Answer
$$\sin\theta+\cos\theta=\frac{\sin\theta}{1-\cot\theta}+\frac{\cos\theta}{1-\tan\theta}$$
The expression has been proved to be an identity by simplifying the right side.
Work Step by Step
$$\sin\theta+\cos\theta=\frac{\sin\theta}{1-\cot\theta}+\frac{\cos\theta}{1-\tan\theta}$$
The right side looks more complex, so we would deal with it first.
$$A=\frac{\sin\theta}{1-\cot\theta}+\frac{\cos\theta}{1-\tan\theta}$$
We would transform $\cot\theta$ and $\tan\theta$:
$$\cot\theta=\frac{\cos\theta}{\sin\theta}\hspace{2cm}\tan\theta=\frac{\sin\theta}{\cos\theta}$$
Therefore, $A$ would be $$A=\frac{\sin\theta}{1-\frac{\cos\theta}{\sin\theta}}+\frac{\cos\theta}{1-\frac{\sin\theta}{\cos\theta}}$$
$$A=\frac{\sin\theta}{\frac{\sin\theta-\cos\theta}{\sin\theta}}+\frac{\cos\theta}{\frac{\cos\theta-\sin\theta}{\cos\theta}}$$
$$A=\frac{\sin^2\theta}{\sin\theta-\cos\theta}+\frac{\cos^2\theta}{\cos\theta-\sin\theta}$$
$$A=\frac{\sin^2\theta}{\sin\theta-\cos\theta}-\frac{\cos^2\theta}{\sin\theta-\cos\theta}$$ (we change the sign of the numerator since the sign of the denominator has changed)

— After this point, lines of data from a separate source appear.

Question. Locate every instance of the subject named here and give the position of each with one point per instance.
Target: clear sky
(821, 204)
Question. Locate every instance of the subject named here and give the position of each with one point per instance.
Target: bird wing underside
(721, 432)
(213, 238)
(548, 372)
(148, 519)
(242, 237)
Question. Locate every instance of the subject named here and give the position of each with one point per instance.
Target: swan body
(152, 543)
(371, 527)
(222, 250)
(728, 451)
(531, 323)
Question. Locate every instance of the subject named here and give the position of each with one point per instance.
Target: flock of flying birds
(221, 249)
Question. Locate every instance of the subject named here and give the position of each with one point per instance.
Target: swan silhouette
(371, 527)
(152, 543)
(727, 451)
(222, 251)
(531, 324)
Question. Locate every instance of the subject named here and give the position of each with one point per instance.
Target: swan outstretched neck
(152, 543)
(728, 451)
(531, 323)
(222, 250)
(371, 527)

$$A=\frac{\sin^2\theta-\cos^2\theta}{\sin\theta-\cos\theta}$$
$$A=\frac{(\sin\theta-\cos\theta)(\sin\theta+\cos\theta)}{\sin\theta-\cos\theta}$$ (for $a^2-b^2=(a-b)(a+b)$)
$$A=\sin\theta+\cos\theta$$
The left side is therefore equal with the right side. The expression has been proved to be an identity.